Key Takeaways
- Bitcoin’s network hashrate dropped 145 EH/s since May 28, falling to 885 EH/s as prices slide to February lows.
- Hashprice fell 26.96% in 30 days to $28.26/PH/s, with Elektron Energy CEO Rapha Zagury calling it Bitcoin’s first “ hashrate bear market.”
- A 10.76% difficulty reduction is projected for June 13, 2026, as fees below 1% of miner rewards remain a long-term structural concern.
Hashprice Falls 27% in 30 Days as Miner Revenue Tightens
Bitcoin’s computational strength has retreated notably since May 28, 2026, when the network was operating at 1,030 EH/s, according to data from hashrateindex.com. Today, that figure has fallen to 885 EH/s. The decline comes alongside shrinking miner revenue, which remains closely tied to bitcoin’s market value.

At press time, hashprice, the estimated daily return generated by 1 petahash per second (PH/s) of computing power, stands at $28.26 as of June 7. Thirty days ago, on May 7, that figure stood at $38.69, meaning mining revenue has fallen 26.96% from where it was a month earlier.
Onchain Fees Account for Less Than 1% of Miner Rewards as Block Times Drift Past 10 Minutes
Onchain fees remain negligible and account for less than 1% of miner rewards, representing just 0.73% of the total over the past day, according to the median average. One encouraging development is that the network’s difficulty has continued to decline in recent adjustments, recalibrating the effort required to discover new blocks. However, that also means less computational power is securing the network, and block intervals often drift beyond the protocol’s expected 10-minute average.
A sizable difficulty reduction is anticipated on June 13, 2026, after the previous adjustment raised difficulty by 1.72%. Although projections remain subject to change, the next epoch could bring a 10.76% decrease as slower block production persists. At present, average block times over the past day have hovered around 11 minutes and 12 seconds.
Elektron Energy CEO Declares Bitcoin’s First Historic Hashrate Bear Market
Many network observers contend that conditions have become increasingly challenging for mining participants, and Elektron Energy CEO Rapha Zagury has argued that Bitcoin is experiencing its first historic “ hashrate bear market.”

Zagury explained that this phenomenon is defined by a gradual, market-driven contraction that has pushed network hashrate roughly 25% below its September 2025 peak as unprofitable mining rigs continue to shut down, he wrote in an article on X last month. While this development challenges the industry’s long-standing assumption that hashrate only moves higher over time, Zagury maintains that Bitcoin’s security remains firmly intact because the capital required to execute a 51% attack remains prohibitively large.

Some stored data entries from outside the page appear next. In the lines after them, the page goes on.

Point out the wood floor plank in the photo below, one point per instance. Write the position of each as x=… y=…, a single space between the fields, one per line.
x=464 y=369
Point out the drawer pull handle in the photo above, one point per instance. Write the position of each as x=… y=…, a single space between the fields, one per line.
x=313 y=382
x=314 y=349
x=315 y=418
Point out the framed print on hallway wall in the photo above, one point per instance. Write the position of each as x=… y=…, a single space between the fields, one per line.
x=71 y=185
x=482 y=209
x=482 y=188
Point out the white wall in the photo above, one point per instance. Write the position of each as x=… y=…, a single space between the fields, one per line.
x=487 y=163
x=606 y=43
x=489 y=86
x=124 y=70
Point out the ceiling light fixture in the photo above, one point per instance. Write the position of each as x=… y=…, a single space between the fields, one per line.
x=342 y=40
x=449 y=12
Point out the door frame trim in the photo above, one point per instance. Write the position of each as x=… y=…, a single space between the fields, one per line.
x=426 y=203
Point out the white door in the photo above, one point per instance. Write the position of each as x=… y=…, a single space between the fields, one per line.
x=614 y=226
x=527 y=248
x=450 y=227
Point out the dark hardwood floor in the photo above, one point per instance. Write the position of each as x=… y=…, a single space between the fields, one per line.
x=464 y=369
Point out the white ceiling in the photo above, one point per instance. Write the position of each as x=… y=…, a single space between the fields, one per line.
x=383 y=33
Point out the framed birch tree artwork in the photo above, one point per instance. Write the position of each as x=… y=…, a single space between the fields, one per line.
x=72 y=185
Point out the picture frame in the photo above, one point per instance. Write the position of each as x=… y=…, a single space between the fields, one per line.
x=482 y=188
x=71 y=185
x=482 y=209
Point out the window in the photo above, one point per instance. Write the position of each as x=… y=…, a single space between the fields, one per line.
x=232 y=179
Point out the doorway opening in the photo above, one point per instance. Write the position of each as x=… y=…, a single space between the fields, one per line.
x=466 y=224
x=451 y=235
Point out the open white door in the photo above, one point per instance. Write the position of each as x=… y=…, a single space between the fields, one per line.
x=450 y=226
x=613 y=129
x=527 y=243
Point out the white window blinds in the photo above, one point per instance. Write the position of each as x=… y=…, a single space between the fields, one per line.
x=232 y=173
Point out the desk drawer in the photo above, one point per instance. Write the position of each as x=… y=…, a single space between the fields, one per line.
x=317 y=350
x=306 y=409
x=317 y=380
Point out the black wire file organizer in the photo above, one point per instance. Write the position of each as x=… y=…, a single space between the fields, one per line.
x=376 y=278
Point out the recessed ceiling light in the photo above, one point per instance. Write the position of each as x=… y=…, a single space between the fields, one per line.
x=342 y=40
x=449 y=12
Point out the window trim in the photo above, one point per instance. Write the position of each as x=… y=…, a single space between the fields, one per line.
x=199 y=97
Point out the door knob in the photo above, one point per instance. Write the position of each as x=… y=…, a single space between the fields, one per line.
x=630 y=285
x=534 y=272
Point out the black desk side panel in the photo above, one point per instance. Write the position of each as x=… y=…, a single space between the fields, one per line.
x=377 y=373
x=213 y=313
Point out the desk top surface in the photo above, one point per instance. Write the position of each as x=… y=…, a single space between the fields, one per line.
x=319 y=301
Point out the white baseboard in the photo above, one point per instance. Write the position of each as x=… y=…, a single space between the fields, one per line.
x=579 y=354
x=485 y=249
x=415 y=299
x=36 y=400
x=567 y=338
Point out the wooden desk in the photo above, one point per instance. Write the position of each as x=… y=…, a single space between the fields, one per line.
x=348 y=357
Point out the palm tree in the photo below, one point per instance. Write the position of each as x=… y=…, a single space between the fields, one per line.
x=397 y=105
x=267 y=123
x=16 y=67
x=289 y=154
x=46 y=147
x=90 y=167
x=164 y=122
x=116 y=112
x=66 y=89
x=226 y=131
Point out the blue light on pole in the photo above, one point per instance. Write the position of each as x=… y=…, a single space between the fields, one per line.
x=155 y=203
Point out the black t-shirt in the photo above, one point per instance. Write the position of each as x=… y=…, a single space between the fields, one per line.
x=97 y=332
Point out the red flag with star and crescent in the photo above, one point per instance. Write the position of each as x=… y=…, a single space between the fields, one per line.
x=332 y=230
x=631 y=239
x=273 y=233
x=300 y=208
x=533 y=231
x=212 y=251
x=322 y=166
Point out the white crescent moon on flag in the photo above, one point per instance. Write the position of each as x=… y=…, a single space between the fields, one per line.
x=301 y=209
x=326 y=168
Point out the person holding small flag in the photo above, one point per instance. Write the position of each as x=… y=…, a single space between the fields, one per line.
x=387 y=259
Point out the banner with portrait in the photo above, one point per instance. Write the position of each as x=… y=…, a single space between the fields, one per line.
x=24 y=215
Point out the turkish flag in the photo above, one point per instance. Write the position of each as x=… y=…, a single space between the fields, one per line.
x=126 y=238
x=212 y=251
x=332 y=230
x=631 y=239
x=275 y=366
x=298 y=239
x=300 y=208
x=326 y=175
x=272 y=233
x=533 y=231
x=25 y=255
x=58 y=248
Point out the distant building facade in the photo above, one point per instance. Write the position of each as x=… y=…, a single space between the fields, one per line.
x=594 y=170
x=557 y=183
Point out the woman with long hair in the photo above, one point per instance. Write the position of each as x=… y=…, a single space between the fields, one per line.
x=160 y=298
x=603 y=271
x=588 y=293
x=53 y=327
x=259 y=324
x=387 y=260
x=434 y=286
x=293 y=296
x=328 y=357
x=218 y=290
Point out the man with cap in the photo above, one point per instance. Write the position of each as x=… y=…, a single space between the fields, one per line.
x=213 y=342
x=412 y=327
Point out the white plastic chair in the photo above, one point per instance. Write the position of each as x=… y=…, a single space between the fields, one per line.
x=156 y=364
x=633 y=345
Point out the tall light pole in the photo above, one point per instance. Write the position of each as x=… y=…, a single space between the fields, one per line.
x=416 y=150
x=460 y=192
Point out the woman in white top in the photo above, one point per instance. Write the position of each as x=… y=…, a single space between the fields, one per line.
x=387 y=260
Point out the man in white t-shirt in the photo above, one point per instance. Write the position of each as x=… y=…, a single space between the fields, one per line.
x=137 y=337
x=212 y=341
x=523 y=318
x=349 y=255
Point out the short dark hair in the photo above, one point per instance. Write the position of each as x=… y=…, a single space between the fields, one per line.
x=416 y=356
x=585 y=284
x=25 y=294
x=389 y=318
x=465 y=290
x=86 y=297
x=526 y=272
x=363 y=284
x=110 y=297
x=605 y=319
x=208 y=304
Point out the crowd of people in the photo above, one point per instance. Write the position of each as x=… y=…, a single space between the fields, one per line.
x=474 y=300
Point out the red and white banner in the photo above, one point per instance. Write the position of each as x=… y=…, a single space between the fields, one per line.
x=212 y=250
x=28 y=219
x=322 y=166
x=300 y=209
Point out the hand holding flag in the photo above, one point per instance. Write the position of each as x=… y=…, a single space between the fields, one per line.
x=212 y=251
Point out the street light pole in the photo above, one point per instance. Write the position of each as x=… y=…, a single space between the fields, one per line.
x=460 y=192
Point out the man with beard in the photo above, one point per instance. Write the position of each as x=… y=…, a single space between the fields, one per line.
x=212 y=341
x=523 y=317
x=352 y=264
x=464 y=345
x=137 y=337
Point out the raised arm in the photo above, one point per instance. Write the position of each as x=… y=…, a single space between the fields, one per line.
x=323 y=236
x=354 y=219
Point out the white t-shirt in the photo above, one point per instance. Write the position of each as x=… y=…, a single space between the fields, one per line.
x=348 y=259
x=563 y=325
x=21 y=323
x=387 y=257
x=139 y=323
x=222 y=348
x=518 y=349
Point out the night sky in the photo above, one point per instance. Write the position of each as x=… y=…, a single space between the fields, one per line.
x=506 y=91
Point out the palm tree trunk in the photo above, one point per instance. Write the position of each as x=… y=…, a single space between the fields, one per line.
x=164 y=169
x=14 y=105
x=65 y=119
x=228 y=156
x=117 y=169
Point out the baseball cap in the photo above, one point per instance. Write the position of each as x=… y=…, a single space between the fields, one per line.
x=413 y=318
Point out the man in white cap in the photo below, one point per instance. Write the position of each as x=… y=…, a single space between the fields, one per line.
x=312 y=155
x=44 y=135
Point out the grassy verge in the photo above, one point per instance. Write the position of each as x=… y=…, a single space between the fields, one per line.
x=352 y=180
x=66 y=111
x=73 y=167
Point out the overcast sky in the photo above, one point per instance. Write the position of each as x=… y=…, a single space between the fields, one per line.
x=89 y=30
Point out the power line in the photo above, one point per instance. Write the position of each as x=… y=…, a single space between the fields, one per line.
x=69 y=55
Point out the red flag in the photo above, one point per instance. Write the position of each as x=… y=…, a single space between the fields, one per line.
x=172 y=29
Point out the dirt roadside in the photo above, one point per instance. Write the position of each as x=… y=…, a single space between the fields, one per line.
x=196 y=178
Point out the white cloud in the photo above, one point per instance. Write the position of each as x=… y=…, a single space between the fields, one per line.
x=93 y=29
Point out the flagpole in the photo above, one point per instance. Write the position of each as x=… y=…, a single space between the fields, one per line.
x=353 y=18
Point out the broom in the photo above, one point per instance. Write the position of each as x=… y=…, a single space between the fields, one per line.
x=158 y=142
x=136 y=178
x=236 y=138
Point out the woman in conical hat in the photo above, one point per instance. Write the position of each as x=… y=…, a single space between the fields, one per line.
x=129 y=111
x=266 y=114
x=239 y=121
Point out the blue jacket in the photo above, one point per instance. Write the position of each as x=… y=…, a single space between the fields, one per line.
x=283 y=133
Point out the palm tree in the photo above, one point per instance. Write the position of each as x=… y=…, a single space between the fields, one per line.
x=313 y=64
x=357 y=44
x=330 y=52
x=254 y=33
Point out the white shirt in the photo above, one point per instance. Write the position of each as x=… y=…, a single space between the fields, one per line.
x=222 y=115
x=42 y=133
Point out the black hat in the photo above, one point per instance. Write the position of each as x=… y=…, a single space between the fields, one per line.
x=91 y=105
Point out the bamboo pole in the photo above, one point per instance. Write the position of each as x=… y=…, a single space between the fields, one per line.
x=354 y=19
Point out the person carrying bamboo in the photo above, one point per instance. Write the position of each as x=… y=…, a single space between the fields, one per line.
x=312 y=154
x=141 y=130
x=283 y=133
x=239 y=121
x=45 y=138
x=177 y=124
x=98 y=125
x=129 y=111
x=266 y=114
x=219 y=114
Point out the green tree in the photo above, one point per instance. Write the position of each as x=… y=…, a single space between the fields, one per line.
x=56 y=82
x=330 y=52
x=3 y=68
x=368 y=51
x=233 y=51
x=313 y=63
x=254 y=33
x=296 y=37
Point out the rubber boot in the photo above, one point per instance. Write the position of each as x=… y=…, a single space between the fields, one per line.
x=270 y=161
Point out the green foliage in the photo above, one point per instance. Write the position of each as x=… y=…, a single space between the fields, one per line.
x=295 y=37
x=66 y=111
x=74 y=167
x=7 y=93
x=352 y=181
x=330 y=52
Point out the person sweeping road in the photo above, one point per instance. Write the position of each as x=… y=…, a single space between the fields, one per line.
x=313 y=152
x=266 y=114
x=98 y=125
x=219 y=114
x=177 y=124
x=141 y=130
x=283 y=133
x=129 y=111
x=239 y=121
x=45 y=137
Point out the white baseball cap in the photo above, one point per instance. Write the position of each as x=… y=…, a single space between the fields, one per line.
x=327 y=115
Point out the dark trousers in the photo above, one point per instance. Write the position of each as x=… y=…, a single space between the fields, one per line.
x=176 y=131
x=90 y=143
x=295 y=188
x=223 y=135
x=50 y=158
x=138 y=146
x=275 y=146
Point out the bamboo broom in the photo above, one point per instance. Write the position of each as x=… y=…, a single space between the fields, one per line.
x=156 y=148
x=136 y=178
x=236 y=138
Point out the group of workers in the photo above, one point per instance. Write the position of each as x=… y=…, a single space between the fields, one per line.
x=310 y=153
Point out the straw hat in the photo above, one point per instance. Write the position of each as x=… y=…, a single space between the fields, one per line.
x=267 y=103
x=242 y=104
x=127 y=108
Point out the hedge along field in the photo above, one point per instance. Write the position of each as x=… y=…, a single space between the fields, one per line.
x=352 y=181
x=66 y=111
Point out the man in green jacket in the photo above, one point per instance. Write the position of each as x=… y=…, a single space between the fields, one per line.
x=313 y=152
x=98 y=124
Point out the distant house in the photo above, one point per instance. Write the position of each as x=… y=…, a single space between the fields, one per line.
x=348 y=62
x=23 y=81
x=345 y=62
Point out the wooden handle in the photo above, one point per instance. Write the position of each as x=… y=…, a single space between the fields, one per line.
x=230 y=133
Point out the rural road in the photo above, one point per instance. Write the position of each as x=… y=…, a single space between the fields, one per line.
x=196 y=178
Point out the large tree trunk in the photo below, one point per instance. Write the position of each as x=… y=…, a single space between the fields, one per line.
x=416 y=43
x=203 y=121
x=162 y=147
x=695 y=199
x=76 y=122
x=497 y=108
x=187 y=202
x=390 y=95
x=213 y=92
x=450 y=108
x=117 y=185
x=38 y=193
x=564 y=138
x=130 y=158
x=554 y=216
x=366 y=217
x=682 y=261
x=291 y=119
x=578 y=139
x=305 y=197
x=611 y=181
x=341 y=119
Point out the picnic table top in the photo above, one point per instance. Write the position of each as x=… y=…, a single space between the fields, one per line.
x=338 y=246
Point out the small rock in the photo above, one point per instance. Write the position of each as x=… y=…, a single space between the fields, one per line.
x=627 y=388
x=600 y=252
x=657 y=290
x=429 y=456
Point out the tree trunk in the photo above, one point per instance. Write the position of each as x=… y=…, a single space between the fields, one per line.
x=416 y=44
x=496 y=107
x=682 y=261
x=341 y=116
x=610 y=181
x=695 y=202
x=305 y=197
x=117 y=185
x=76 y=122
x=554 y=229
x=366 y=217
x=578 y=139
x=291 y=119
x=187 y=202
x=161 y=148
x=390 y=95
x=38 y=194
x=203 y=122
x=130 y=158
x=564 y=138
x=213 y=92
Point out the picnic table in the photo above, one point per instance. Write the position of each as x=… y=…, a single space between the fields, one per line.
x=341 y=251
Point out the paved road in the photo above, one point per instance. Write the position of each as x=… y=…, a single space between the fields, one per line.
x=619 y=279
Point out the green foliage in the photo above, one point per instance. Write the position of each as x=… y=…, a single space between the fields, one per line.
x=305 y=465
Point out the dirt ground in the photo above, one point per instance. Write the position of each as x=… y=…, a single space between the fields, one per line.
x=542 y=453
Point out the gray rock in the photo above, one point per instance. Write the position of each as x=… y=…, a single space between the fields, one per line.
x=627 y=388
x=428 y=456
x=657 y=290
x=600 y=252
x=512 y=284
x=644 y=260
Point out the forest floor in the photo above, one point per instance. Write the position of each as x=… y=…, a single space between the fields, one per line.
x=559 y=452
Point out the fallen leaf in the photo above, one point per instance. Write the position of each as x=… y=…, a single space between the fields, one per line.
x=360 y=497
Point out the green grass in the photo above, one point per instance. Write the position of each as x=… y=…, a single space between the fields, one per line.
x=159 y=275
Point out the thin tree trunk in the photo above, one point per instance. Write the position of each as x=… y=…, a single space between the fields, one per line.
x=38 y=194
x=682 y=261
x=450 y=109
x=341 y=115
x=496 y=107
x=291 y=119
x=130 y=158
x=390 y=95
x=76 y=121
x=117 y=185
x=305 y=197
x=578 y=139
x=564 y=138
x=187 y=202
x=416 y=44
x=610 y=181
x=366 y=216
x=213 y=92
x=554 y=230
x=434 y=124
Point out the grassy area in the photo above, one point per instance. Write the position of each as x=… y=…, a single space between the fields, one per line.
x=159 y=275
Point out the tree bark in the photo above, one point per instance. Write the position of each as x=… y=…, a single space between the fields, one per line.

Instead, Zagury argues that the more significant long-term challenge is a stagnant transaction fee market, which will eventually need to compensate for the steadily declining block subsidy. In the meantime, many publicly traded miners are redirecting resources toward artificial intelligence (AI) infrastructure, leaving leaner and more disciplined operators to capitalize on Bitcoin’s self-adjusting difficulty mechanism, which lowers competition and grants surviving participants a larger share of the network’s rewards.
Fee Market Stagnation Poses Deeper Long-Term Threat Than a Temporary Hashrate Decline
To many analysts, the fee market issue is gradual but deeply structural in nature. The block subsidy is cut in half every four years, yet transaction fees currently account for less than 1% of miner rewards. Before the 2024 halving, transaction fees represented a considerably larger share of miner revenue than they do today. Over time, that imbalance could carry far greater consequences than a temporary contraction in hashrate.